La creatrice di contenuti Madame Lewis (@soraylewisguilart) ha pubblicato lunedì scorso un video su TikTok di quasi cinque minuti in cui esprime senza giri di parole la sua «profonda delusione» nei confronti degli uomini cubani, un sentimento che afferma di portare «da giorni in gola» e che non poteva più trattenere.
Registrato mentre aspettavo un treno, il video inizia con una dichiarazione diretta: «Ho sempre avuto un'alta stima per l'uomo cubano: un uomo con valori, un uomo con concetto, un uomo laborioso, fornitore per la sua famiglia. Che cosa è successo negli ultimi anni?»
La risposta che lei stessa si dà è contundente: gli uomini cubani sono diventati ciò che lei definisce «princesos».

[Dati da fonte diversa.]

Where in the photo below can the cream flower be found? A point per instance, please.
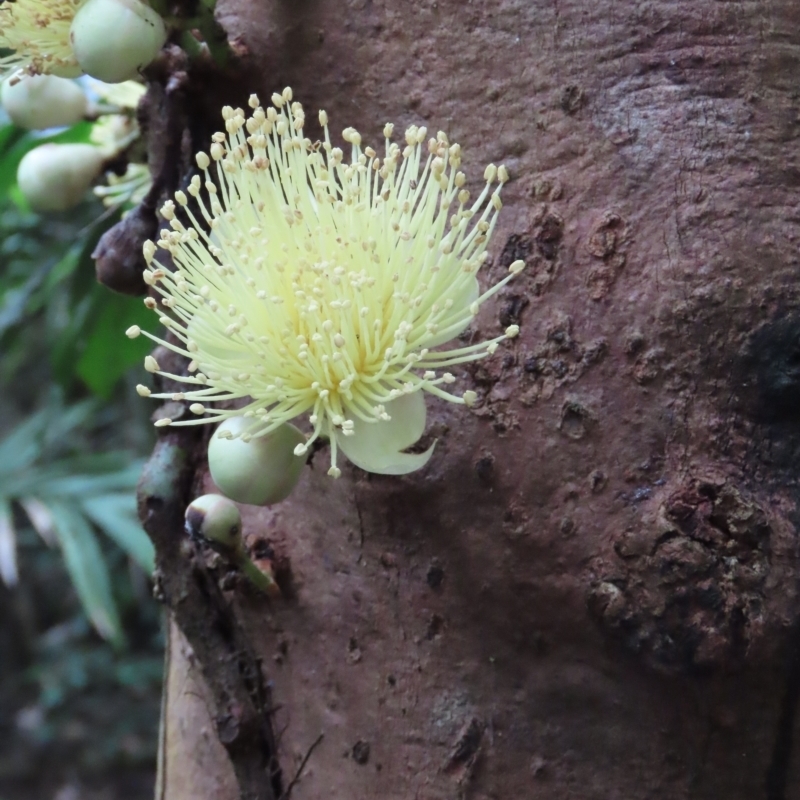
(38, 33)
(308, 283)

Secondo Madame Lewis, questi uomini trascorrono la giornata sui social media «chiacchierando come se fossero delle comari», senza apportare nulla di costruttivo, mentre le donne si sobbarcano il peso economico e sociale.
«Li vedi che non vogliono fornire supporto in alcuna misura, in niente. Solo li vedi fare le cose della Louis Vuitton lì, facendo il pagliaccio e chiacchierando sui social», afferma nel video.
Uno dei punti più critici della sua analisi riguarda l'assenza maschile nei momenti di crisi quotidiana a Cuba.
«Stella di quale firmamento siete voi. Stella sono le donne. Di quale firmamento siete voi, che ogni volta a Cuba chiudono un isolato perché non c'è acqua o che riscaldano con la polizia, sono donne?», chiede con evidente frustrazione.
La creatrice menziona anche l'aumento della violenza di genere come parte della sua delusione: «Aggiungendo ulteriore male, ora hanno cominciato a uccidere donne. È una cosa costante sui social. Hanno ucciso una a Santiago, hanno ucciso una all'Avana... è qui a Cuba, uccidendo donne per omicidi passionali senza né capo né coda».
Questo sfondo è documentato. Cuba registra 21 femminicidi dall'inizio del 2026, con 17 tentativi aggiuntivi confermati fino al 4 maggio, secondo gli osservatori indipendenti OGAT e Yo Sí Te Creo in Cuba.
In 2025, quegli stessi organismi hanno documentato 48 femminicidi nell'isola, con l'83.3% dei casi perpetrati da partner o ex partner delle vittime.
Il regime cubano non pubblica statistiche ufficiali sui femminicidi, rendendo questi registri indipendenti l'unica fonte disponibile, mentre il governo afferma di non tenerne conto.
Il video di Madame Lewis si inserisce in un dibattito di genere che è attivo da mesi su TikTok tra cubani dell'isola e della diaspora. A febbraio, il cubano @arielito.oficial ha suscitato polemiche rifiutando di essere chiamato «princeso», dividendo la comunità sui social.
In settembre 2025, una giovane cubana è diventata virale rispondendo a commenti maschilisti riguardo alla ricerca di donne dieci anni più giovani, in una dinamica che si ripete frequentemente su queste piattaforme.
Madame Lewis ha concluso il suo video con un'ironia che riassume la sua posizione: «Non so cosa dovremo fare noi donne. Dovremo ordinare gli uomini su Amazon, spiegare le caratteristiche degli uomini che vogliamo, perché non sto capendo nulla».